# Copyright (c) 2015-2023 Patricio Cubillos and contributors.
# mc3 is open-source software under the MIT license (see LICENSE).
__all__ = [
'sample',
]
import os
import sys
import importlib
import multiprocessing as mpr
from datetime import date
import numpy as np
import matplotlib as mpl
if os.environ.get('DISPLAY', '') == '':
mpl.use('Agg')
import matplotlib.pyplot as plt
from .fit_driver import fit
from .mcmc_driver import mcmc
from .ns_driver import nested_sampling
from . import utils as mu
from . import stats as ms
from . import plots as mp
from .version import __version__
[docs]def sample(
data=None, uncert=None, func=None, params=None,
indparams=[], indparams_dict={},
pmin=None, pmax=None, pstep=None,
prior=None, priorlow=None, priorup=None,
sampler=None, ncpu=None, leastsq=None, chisqscale=False,
nchains=7, nsamples=None, burnin=0, thinning=1,
grtest=True, grbreak=0.0, grnmin=0.5, wlike=False,
fgamma=1.0, fepsilon=0.0, hsize=10, kickoff='normal',
plots=False, theme='blue', statistics='med_central',
ioff=False, showbp=True,
savefile=None, resume=False,
rms=False, log=None, pnames=None, texnames=None,
**kwargs):
"""
This beautiful piece of code executes an MCMC or NS posterior sampling.
Parameters
----------
data: 1D float ndarray or string
Data to be fit by func. If string, path to file containing data.
uncert: 1D float ndarray
Uncertainties of data.
func: Callable or string-iterable
The callable function that models data as:
model = func(params, *indparams, **indparams_dict)
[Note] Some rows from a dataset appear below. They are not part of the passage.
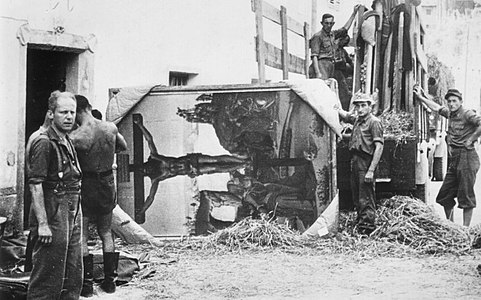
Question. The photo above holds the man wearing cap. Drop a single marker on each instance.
(323, 45)
(463, 162)
(366, 146)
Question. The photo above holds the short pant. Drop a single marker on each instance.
(98, 195)
(463, 164)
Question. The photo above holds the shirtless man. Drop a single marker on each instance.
(96, 143)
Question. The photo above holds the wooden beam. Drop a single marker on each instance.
(259, 41)
(48, 40)
(273, 59)
(422, 58)
(307, 57)
(139, 196)
(271, 13)
(356, 82)
(285, 51)
(398, 70)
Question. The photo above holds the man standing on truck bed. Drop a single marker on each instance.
(366, 146)
(463, 161)
(324, 44)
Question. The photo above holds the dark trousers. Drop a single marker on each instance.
(363, 194)
(57, 268)
(463, 164)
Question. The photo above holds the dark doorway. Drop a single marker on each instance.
(46, 72)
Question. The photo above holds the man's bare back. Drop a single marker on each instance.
(95, 142)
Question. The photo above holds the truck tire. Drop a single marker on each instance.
(438, 172)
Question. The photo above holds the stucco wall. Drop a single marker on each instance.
(138, 43)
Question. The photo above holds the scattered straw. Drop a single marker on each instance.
(410, 222)
(405, 226)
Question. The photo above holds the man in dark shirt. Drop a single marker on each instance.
(366, 146)
(323, 45)
(55, 216)
(463, 162)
Or an iterable of 3 strings (funcname, modulename, path)
that specifies the function name, function module, and module path.
If the module is already in the python-path scope, path can be omitted.
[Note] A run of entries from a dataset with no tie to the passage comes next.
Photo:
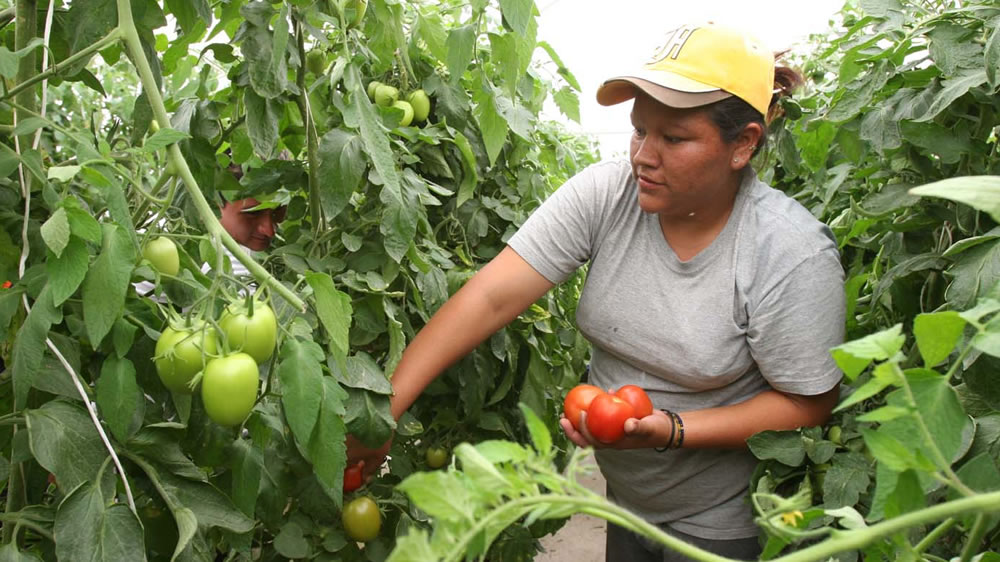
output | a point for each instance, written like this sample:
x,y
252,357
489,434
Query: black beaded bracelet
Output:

params: 1D float ndarray or string
Set of initial fitting parameters for func.
If string, path to file containing data.
indparams: tuple or string
Additional arguments required by func. If string, path to file
containing indparams.
indparams_dict: dict
Additional keyword arguments required by func (if needed).
pmin: 1D ndarray
Lower boundaries for the posterior exploration.
pmax: 1D ndarray
Upper boundaries for the posterior exploration.
pstep: 1D ndarray
Parameter stepping behavior.
- Free parameters have pstep>0.
- Fixed parameters have pstep=0.
- Negative values indicate a shared parameter, with pstep set to
the negative index of the sharing parameter (starting the count
from 1), e.g.: to share second parameter and first one, do:
pstep[1] = -1.
For MCMC, the pstep value of free parameters set the scale of the
initial jump proposal.
prior: 1D ndarray
Parameter priors. The type of prior is determined by priorlow
and priorup:
if both priorlow>0 and priorup>0 Gaussian
else Uniform between [pmin,pmax]
priorlow: 1D ndarray
Lower prior uncertainty values.
priorup: 1D ndarray
Upper prior uncertainty values.
sampler: String
Sampling algorithm:
- 'mrw': Metropolis random walk.
- 'demc': Differential Evolution Markov chain.
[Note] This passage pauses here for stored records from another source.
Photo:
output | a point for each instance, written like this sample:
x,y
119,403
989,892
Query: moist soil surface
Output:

- 'snooker': DEMC-z with snooker update.
- 'dynesty': DynamicNestedSampler() sampler from dynesty.
ncpu: Integer
Number of processors for the MCMC chains (mc3 defaults to
one CPU for each chain plus a CPU for the central hub).
leastsq: String
If not None, perform a least-square optimization before the MCMC run.
Select from:
'lm': Levenberg-Marquardt (most efficient, but doesn't obey bounds)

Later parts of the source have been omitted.